When council decides to pass a zoning by-law, it must first give as much information as possible to the public. There must also be at least one public meeting before a by-law is passed and everyone who attends the meeting must have a chance to speak. Notice of this meeting is given at least 20 days in advance, either through local newspapers or by mail and posted notice. An open house information session is also required for a by-law being brought into conformity with an official plan which has been updated as part of the official plan’s five-year review update. The municipality is required to update its zoning by-law no less than three years after the approval of an official plan five-year review. The Planning Act encourages early involvement and the use of mediation techniques to resolve any conflicts. Make sure you make your views known early in the planning process by making an oral submission at the public meeting or a written submission to council before it passes the by-law. If you don’t, you are not entitled to appeal a by-law after it is passed.
Council may also consult with interested agencies before it makes a decision. After hearing everyone’s concerns, council may decide to pass, change or reject the proposed by-law. If it decides to make some changes, it may also decide to hold another public meeting.

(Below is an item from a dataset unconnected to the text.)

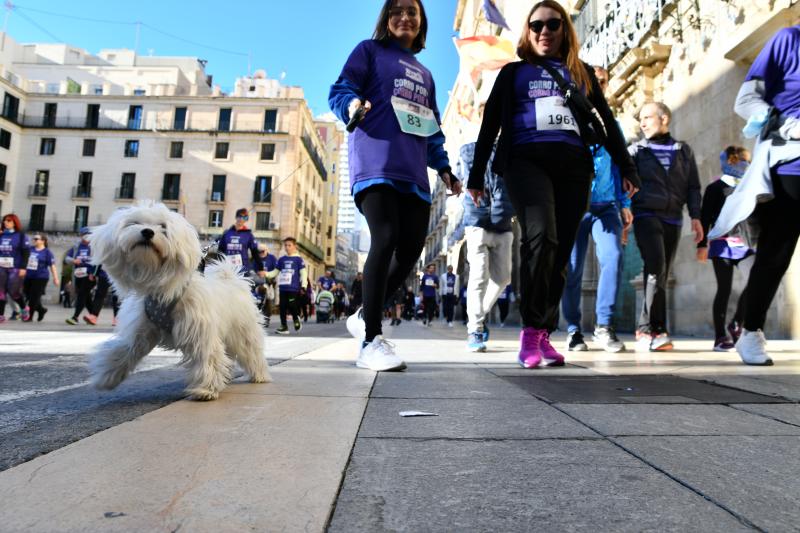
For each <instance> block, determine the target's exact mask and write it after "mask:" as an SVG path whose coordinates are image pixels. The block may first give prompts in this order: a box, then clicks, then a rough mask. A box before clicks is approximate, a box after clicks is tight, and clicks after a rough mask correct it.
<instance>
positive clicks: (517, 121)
mask: <svg viewBox="0 0 800 533" xmlns="http://www.w3.org/2000/svg"><path fill="white" fill-rule="evenodd" d="M546 61H547V62H548V64H549V65H550V66H552V67H555V68H557V69H558V71H559V73H560V74H561V75H562V76H563V77H564V79H565V80H566V81H568V82H569V81H570V76H569V70H568V69H567V68H566V67H565V66H564V64H563V63H561V62H560V61H555V60H549V59H548V60H546ZM563 97H564V94H563V93H562V92H561V90H560V89H559V88H558V83H556V81H555V80H554V79H553V78H552V76H550V73H549V72H547V71H546V70H545V69H543V68H542V67H540V66H538V65H531V64H530V63H525V64H523V65H521V66H520V67H519V68H518V69H517V72H516V75H515V78H514V100H515V102H514V118H513V120H512V125H513V127H514V129H513V134H512V143H513V144H514V145H520V144H529V143H534V142H565V143H569V144H574V145H575V146H580V147H583V146H584V144H583V141H581V138H580V135H579V133H578V131H579V130H578V124H577V122H576V121H575V117H573V116H572V114H571V113H570V112H569V108H568V107H566V104H564V103H563Z"/></svg>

Once council has passed the by-law, it must give notice of the by-law’s passing within 15 days. Any person or public body that meets certain requirements may, not later than 20 days after the notice of the passing of the by-law is given, appeal to the Ontario Municipal Board by filing a notice of appeal with the municipal clerk. The appeal should set out the objections to the by-law and the reasons in support of the objections. The fee required by the Ontario Municipal Board must be paid at the same time.